The active inventory of homes for sale increased over the past two weeks by 311 homes, or 4%, to 8,446. The active inventory last year was at 11,562, 3,116 additional homes compared to today. Two years ago it was at 15,412, 6,966 additional homes. With a drop in demand and an increase in the inventory, the expected market time increased from 2.51 months two weeks ago to 2.77 months today. At the current pace, the overall market continues to be a seller's market without much appreciation at all. But, for those sellers in the higher ranges, DO NOT GET EXCITED about the overall numbers. When examining specific price ranges, I find higher the price range, the slower the market. It is slow for all markets above $1 million. Above $2 million, the market is nearly non-existent. The number of active distressed homes on the market, all short sales and foreclosed combined, increased by 64 homes to 2,769. The number of foreclosed homes within the active listing inventory increased in the past two weeks from 380 to 396, a gain of 16. The expected market time for foreclosed homes is a mind numbing 1.14 months, a deep seller's market. Foreclosed homes remain the hot ticket. The number of short sales within the active listing inventory increased by 48 and now totals 2,373. The expected market time for short sales is 1.91 months, also a hot ticket. There are 6,867 total pending sales in all of Orange County. Of those, 4,254 are short sales, 62%. Yet, only 27% of all closed residential resales in February were short sales. Most short sales are simply not closing. They are waiting on lender, or in many cases lenders, approval of the sale. Of the 4,254 pending short sales, only 757 have been pending for less than a month. 1,488 have been pending for over three months. The data does not even capture the short sales where a frustrated buyer walks away after waiting too long. Those are placed back on the market and, often, after generating several offers, quickly become pending sales again.

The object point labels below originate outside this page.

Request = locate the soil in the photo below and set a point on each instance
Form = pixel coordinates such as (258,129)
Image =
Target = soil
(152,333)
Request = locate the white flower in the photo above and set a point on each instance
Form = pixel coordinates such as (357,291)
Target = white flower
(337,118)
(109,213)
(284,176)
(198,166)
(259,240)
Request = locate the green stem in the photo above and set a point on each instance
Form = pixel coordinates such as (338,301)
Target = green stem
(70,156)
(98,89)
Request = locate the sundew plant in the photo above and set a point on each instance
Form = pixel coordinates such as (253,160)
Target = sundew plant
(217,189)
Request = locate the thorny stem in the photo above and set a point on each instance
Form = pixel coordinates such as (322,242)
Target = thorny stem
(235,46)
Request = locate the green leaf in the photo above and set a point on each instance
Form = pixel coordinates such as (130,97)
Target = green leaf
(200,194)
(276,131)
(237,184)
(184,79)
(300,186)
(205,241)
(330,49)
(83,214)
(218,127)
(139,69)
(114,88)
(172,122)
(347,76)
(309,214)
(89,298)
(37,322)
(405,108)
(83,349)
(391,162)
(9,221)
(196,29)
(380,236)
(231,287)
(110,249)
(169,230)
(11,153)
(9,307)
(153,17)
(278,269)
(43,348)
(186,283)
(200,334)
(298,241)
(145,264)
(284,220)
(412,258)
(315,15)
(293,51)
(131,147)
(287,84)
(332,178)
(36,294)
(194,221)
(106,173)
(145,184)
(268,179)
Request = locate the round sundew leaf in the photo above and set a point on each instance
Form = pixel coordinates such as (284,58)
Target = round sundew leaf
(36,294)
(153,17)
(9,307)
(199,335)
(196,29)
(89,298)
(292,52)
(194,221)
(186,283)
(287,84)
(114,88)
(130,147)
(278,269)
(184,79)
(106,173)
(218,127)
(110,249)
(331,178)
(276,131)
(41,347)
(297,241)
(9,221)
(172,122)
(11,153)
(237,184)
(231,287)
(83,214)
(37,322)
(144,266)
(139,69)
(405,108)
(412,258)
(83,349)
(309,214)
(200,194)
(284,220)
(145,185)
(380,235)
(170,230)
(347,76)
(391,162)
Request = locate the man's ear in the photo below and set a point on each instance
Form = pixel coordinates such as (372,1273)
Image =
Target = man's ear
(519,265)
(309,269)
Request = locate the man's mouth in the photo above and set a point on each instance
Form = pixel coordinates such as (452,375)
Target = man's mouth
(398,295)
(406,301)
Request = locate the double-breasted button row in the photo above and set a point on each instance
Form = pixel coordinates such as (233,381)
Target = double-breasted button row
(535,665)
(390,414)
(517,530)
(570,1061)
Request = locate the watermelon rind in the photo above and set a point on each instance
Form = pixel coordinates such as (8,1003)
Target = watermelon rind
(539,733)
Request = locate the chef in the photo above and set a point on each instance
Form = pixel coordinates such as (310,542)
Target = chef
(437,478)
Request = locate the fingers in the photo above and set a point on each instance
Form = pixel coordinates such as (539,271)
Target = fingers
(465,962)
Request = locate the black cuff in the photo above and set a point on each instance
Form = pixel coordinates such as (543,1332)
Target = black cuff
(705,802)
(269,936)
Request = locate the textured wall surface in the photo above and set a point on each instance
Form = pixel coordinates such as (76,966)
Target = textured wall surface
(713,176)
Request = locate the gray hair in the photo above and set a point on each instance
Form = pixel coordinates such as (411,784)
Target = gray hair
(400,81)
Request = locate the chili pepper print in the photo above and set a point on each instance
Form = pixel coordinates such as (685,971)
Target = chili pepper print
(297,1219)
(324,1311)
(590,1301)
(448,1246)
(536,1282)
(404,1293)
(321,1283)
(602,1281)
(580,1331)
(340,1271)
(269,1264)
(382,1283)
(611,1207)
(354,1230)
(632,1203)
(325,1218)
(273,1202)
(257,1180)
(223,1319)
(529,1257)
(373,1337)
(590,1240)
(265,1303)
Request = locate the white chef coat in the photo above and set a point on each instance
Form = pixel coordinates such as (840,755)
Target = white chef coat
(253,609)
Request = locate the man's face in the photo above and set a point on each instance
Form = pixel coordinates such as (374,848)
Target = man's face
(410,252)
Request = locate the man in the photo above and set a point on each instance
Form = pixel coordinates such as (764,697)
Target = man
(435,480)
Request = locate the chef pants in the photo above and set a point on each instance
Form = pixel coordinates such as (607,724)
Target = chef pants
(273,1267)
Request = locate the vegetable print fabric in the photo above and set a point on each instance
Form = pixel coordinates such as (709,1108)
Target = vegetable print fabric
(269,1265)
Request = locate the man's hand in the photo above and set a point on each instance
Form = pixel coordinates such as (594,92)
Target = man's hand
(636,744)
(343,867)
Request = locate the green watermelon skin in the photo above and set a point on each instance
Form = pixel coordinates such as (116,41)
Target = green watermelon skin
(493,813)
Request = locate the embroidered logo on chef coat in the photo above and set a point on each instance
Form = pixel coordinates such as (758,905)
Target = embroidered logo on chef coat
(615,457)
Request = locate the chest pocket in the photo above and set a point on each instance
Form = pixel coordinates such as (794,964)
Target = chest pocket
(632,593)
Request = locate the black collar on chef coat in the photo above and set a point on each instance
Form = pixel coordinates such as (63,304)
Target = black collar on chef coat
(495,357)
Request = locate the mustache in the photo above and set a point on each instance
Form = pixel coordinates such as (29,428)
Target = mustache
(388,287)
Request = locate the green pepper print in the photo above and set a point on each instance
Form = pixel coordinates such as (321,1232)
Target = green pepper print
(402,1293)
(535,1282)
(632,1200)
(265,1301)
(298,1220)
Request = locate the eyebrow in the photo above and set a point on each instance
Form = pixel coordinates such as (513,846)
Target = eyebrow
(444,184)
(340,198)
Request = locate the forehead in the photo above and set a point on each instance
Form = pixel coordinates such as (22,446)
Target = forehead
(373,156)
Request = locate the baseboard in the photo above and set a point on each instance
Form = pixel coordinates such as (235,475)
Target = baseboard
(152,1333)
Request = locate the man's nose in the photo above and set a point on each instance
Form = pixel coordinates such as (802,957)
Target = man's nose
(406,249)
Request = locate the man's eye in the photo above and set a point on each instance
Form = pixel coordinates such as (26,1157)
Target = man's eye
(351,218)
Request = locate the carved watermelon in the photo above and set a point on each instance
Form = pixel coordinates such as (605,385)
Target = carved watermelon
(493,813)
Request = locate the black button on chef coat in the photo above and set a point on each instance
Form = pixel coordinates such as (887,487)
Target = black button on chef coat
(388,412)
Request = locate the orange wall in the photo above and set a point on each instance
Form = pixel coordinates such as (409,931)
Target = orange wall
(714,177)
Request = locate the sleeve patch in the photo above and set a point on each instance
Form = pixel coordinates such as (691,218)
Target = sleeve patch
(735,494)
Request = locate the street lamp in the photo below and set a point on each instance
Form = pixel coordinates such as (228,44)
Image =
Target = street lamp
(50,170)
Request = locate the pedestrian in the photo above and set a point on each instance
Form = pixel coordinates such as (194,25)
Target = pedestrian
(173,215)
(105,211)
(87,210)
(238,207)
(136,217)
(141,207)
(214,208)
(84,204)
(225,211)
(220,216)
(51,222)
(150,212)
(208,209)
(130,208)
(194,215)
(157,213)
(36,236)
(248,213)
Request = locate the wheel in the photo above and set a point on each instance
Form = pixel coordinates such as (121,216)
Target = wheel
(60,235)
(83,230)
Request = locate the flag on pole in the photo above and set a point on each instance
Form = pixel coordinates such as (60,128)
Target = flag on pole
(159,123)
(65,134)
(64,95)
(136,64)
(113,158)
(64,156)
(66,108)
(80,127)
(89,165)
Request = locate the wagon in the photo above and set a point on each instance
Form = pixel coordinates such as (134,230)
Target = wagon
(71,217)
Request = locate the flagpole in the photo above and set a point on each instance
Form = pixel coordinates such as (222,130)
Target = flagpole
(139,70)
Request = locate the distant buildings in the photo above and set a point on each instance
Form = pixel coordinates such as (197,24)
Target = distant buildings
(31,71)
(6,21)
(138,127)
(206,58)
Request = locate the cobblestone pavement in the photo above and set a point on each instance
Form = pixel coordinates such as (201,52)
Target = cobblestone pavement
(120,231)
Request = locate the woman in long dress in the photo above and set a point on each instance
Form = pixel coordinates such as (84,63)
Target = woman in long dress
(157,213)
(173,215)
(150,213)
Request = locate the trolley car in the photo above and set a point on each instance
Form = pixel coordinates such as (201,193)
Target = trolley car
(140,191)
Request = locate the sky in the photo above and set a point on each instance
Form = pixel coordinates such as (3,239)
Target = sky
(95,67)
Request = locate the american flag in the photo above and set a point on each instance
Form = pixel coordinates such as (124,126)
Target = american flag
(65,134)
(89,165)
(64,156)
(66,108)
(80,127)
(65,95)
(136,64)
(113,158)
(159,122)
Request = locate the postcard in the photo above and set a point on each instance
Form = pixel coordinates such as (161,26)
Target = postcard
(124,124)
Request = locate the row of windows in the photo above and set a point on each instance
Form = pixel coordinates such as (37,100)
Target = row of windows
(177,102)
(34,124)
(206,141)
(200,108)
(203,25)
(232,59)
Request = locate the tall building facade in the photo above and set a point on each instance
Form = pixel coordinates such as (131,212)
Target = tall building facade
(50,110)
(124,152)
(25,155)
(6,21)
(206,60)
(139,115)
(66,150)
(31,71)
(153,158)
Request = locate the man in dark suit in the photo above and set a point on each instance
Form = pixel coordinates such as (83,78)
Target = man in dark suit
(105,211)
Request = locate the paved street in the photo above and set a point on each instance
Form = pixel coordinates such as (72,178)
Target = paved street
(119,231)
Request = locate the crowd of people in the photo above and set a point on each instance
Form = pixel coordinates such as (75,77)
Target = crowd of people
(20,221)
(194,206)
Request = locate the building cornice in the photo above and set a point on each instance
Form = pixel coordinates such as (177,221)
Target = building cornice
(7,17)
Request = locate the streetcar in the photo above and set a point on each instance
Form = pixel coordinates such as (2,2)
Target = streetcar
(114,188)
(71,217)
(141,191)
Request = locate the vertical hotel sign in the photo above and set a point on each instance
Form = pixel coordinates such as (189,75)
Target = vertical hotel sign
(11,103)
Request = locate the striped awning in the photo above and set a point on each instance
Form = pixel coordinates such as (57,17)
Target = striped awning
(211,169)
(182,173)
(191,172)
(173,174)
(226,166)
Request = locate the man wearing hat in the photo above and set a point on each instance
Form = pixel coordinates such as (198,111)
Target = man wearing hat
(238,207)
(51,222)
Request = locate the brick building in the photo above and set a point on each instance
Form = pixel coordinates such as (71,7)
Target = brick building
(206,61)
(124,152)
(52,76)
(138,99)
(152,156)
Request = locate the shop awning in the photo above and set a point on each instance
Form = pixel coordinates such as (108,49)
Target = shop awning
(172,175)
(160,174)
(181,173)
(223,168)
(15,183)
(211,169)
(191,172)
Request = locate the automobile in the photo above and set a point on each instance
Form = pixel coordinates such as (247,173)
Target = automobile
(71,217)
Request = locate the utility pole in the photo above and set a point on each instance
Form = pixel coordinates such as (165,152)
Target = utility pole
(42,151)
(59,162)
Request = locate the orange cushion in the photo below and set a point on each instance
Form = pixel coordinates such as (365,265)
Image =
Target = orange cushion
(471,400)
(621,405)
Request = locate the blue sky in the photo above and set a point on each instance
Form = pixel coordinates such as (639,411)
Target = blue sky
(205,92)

So, where do we go from here?
There are a lot of unknowns regarding the future of the economy, unemployment, a double dip, etc. All of the experts seem to enjoy the debate, and their opinions are all over the map. The Orange County housing market continues to move forward, regardless. First time homebuyers represent about 25% of all purchases. I have been asked: where all of these first time homebuyers are coming from? Many of them are in their late twenties or early thirties and responsibly saved for a down payment, but simply could not afford to buy when prices reached their astronomical heights a few years back. They were priced out of the market for years and waited until prices dropped to a very attractive level along with interest rates. Current demand is strong, and the market would appear even stronger if all of the short sales that are pending would close. This will occur as more short sales are approved in 2010. The federal government now wants the big banks to modify loans first. If that does not work out, then they want the big banks to go the short sale route. Foreclosing is only a last resort. As March rolls along and the spring housing market swings into full gear, we can expect more homes to be placed on the market and that demand will increase. The listing inventory will increase slightly due to higher priced properties being placed on the market where demand is not strong enough to keep up with the increased number of homes made available to sell. The lower ranges will remain feverish.